People who have a stroke require emergency assessment by a stroke physician. Modern treatments mean that sometimes, if help is provided rapidly, the blood supply to the injured brain can be restored with recovery of the brain but only if this is done within a few hours of the onset of stroke (thrombolysis). People who have a mini stroke (TIA) also require urgent assessment although not necessarily hospital admission. Stroke physicians increasingly provide rapid access service often six or seven days a week where anyone who has a suspected TIA can be assessed and investigated and treatment started. Treatment consists of starting low dose Aspirin which makes the blood less prone to form emboli, controlling blood pressure, being on cholesterol tablets which help stabilise the furred up areas of artery as well as lowering cholesterol and also imaging of the carotid. People with heart dysrhythmia (atrial fibrillation) causing a stroke will require anti-coagulation.
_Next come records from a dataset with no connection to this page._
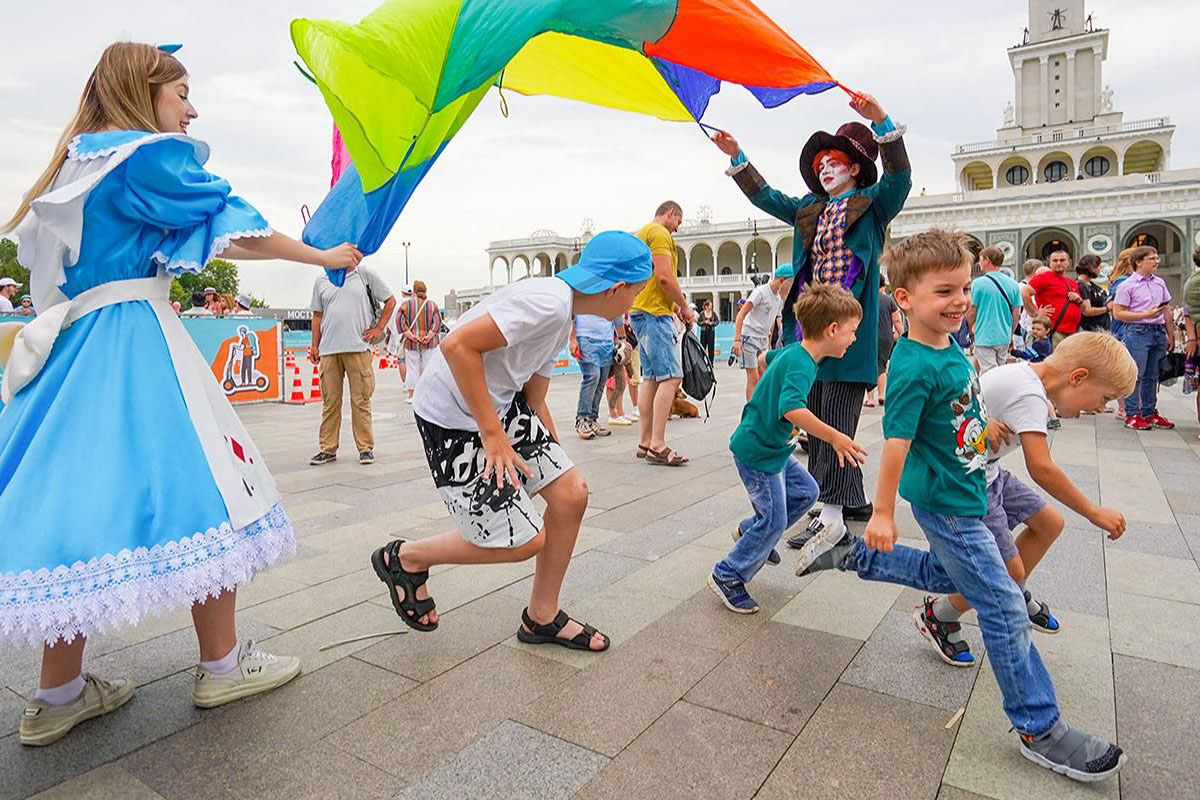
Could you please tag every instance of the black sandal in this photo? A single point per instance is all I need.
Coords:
(549, 633)
(409, 609)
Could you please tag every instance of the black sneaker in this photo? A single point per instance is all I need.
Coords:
(799, 540)
(772, 558)
(1075, 753)
(936, 632)
(858, 513)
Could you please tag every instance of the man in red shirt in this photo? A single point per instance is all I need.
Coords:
(1053, 294)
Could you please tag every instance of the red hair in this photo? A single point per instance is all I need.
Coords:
(838, 155)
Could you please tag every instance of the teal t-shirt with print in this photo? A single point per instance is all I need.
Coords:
(762, 439)
(934, 400)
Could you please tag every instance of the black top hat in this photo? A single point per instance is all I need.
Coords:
(856, 140)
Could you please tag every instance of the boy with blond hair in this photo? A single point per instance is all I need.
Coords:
(780, 488)
(1086, 371)
(935, 453)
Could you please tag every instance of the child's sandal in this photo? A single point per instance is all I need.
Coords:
(409, 608)
(533, 633)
People also have imaging of their carotid arteries and if this shows that there is a tight narrowing of the carotid artery that is thought to be the source of the stroke or mini stroke then this will require treatment.
How is the carotid artery treated?
There is good evidence from large randomised controlled trials (where half the people had surgery plus medical treatment and the other half just had medical treatment) that carotid endarterectomy substantially reduces the risk of stroke in patients with symptoms arising from disease in the carotid artery. This is not done as an alternative to medical treatment such as cholesterol lowering tablets and so on but in addition. So everyone should have the best medical management of their problem, stop smoking etc. But in addition if someone has symptoms arising from a narrow carotid artery they should be considered for carotid surgery.